Но это уже не Олег! – стала она пересматривать свое отношение к Олегу как к человеку высокой пробы. – Надо забывать его! Никто никогда не остаётся одним и тем же годами, и тот Олег, которого она знала в университете, больше не существует... А может быть, дело не в этом. И Олег тот, и я та, и именно поэтому мы расстались: «Не суждено, чтобы сильный с сильным. Так разминовываемся – мы» (М.Цветаева)…
Горькие размышления сопровождали весь ее путь из издательства домой. «И зачем ездила? Чтобы убедиться в стабильной неприязни директора да услышать вопрос Маши о причинах развода? Лучше бы сразу осталась дома – настроение не было бы испорчено».
Дома она долго решала вопрос, не позвонить ли самой Вадиму. Он настаивал, чтобы и она звонила ему, сердился за ее «равнодушие»: «Ни жена, ни дочка не слушают моих телефонных разговоров». – «А ты их любишь?» – «Очень». – «Тогда зачем ставить их в положение неслушающих? Думаешь, им это легко?» – «Никогда об этом не задумывался. Возможно...» Но ее интересовало уже другое: если «очень», то зачем развелся? Вслух она этого не могла сказать, и только повторила задумчиво: «Очень любишь?» – «Очень. Но давно уже – только по-родственному». – «Жену – по-родственному?» – «Угу». – «Весело». – «Вот как раз не весело... Принадлежу им в быту, а на празднике предпочитаю быть один». – «На каком празднике?» – «На празднике жизни». – «Нет, звонить я тебе не буду никогда, ни домой, ни на работу. Пусть не будет хотя бы моей инициативы».
Да, но жены ведь, скорее всего, и вообще нет рядом с ним, – принуждала себя сейчас Лена, помня, что Вадим болен. – Жена где-то в другой квартире, одна с ребёнком. Бедная, бедная девочка... Нет, не буду я ему звонить! Пусть уж лучше, как обычно, сам звонит.

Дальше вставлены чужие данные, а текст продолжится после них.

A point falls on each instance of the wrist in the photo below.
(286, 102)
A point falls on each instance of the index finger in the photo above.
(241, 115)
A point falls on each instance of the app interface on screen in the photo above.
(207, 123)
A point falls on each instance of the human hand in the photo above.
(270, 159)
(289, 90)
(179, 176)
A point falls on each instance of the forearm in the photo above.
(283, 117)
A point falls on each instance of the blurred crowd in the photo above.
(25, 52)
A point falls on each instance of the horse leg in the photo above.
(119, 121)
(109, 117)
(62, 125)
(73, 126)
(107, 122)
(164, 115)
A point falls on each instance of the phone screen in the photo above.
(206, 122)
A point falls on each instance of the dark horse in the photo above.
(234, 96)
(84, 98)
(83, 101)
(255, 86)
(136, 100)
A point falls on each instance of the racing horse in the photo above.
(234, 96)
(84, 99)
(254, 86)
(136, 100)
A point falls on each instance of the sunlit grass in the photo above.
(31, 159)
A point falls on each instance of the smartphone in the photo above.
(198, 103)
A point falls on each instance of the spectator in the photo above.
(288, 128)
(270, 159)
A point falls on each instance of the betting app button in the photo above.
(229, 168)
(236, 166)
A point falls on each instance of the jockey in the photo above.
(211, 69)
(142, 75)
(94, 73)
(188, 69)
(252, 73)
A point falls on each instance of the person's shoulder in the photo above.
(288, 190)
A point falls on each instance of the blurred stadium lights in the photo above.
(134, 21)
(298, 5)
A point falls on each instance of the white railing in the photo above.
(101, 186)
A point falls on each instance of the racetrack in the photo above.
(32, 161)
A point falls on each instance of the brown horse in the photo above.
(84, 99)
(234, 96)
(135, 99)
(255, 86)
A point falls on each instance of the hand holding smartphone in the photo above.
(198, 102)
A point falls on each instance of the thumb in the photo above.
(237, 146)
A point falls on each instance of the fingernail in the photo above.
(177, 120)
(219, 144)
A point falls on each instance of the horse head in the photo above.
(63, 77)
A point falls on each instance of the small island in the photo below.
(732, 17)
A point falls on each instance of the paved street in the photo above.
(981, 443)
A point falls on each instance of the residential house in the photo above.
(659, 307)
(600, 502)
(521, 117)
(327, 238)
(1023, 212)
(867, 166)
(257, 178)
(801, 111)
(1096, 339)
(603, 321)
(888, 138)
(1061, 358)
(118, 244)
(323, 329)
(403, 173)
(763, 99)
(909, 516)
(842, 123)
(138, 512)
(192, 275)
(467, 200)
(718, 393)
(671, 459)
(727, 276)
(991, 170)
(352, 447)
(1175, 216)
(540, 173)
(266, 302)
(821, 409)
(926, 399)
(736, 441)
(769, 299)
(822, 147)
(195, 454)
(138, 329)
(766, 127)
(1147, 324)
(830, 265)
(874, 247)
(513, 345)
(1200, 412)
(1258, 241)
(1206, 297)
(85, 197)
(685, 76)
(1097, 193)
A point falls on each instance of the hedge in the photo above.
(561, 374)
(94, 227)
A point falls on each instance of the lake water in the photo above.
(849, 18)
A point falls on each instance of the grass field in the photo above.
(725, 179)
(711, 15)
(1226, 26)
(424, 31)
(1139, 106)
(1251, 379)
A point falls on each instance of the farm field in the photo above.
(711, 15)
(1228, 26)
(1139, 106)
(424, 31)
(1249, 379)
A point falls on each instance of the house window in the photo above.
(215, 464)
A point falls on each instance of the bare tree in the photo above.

И она уселась за работу. За два часа прочитала больше, чем в издательстве прочитала бы за четыре: никто не отвлекал, не вызывал к себе в кабинет, не переключал внимание на более интересные предметы, чем эта тусклая рукопись.
А Вадим в этот вечер так и не позвонил: видно, утром ему было очень плохо, а потом стало хорошо и без нее. Да и Маша не приехала. К вечеру все про нее забыли.